Nomadic Genres: The Case of the Short Story Cycle

Excerpt:

The short story cycle, often relegated to the margin of literary studies, offers a pertinent example of a nomadic genre. Because it resists definition, it inhabits a liminal space straddling the short story and the novel. The fixed centrality of the novel, as a recognized and well-established genre, is upset by texts trespassing borders and resisting generic sedentariness. I propose to investigate two texts that fit this nomadic model: Jhumpa Lahiri’s Interpreter of Maladies and André Brink’s Other Lives. Both
texts use the novel as a space for their generic guerillas. My study of these two narratives focuses on the agency of genre in shaping literary texts.

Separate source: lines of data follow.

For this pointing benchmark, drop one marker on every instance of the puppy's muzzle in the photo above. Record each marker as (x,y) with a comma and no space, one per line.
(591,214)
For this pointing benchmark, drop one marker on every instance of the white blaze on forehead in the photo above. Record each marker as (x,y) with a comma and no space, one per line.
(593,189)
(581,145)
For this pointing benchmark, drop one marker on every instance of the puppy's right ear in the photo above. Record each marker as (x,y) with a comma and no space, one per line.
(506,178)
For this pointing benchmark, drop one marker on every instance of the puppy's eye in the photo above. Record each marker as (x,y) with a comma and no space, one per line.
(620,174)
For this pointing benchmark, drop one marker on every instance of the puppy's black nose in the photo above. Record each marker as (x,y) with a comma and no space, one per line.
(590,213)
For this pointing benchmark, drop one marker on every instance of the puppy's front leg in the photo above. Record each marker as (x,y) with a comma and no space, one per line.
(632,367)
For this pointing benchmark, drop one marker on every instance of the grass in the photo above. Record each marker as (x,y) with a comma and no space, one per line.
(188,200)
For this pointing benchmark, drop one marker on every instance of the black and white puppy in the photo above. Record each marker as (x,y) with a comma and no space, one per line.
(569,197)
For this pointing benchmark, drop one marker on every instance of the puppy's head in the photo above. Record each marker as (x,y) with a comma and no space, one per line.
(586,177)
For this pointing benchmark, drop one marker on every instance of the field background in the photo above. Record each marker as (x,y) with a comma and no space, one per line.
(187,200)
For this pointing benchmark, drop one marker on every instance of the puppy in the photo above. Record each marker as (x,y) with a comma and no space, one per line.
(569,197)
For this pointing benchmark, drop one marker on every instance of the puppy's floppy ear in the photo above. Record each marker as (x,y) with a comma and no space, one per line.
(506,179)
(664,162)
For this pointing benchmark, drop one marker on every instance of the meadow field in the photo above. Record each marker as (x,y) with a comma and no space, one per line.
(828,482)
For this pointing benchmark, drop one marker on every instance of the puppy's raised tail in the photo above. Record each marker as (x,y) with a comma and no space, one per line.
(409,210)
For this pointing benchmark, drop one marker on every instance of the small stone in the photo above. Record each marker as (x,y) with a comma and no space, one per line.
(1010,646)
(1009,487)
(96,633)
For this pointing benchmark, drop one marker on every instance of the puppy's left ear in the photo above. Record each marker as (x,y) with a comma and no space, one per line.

The role of genre starts at the threshold of the text; both covers and titles are genre signals. Genre has also a role in the marketing and consumption of literary products. What happens inside the text on the level of narrative strategies and thematic orientations is also mediated by genre. This essay will try to show that Lahiri and Brink deliberately use a nomadic and a transgressive model. Their resistance to a stable generic pattern tunes with the fluid identities and spaces they narrate. Brink narrates a post-Apartheid South African reality, an interregnum wherein the past still infiltrates the present. Lahiri recounts diasporic identities in limbo, split between longing for a lost homeland and belonging to a new cultural milieu. The two writers’ textual nomadism confirms that a wellbehaved generic paradigm cannot accommodate the stories they narrate.

from DRISS, H. B. (2018). Nomadic Genres: The Case of the Short Story Cycle. Mosaic, 51, 60.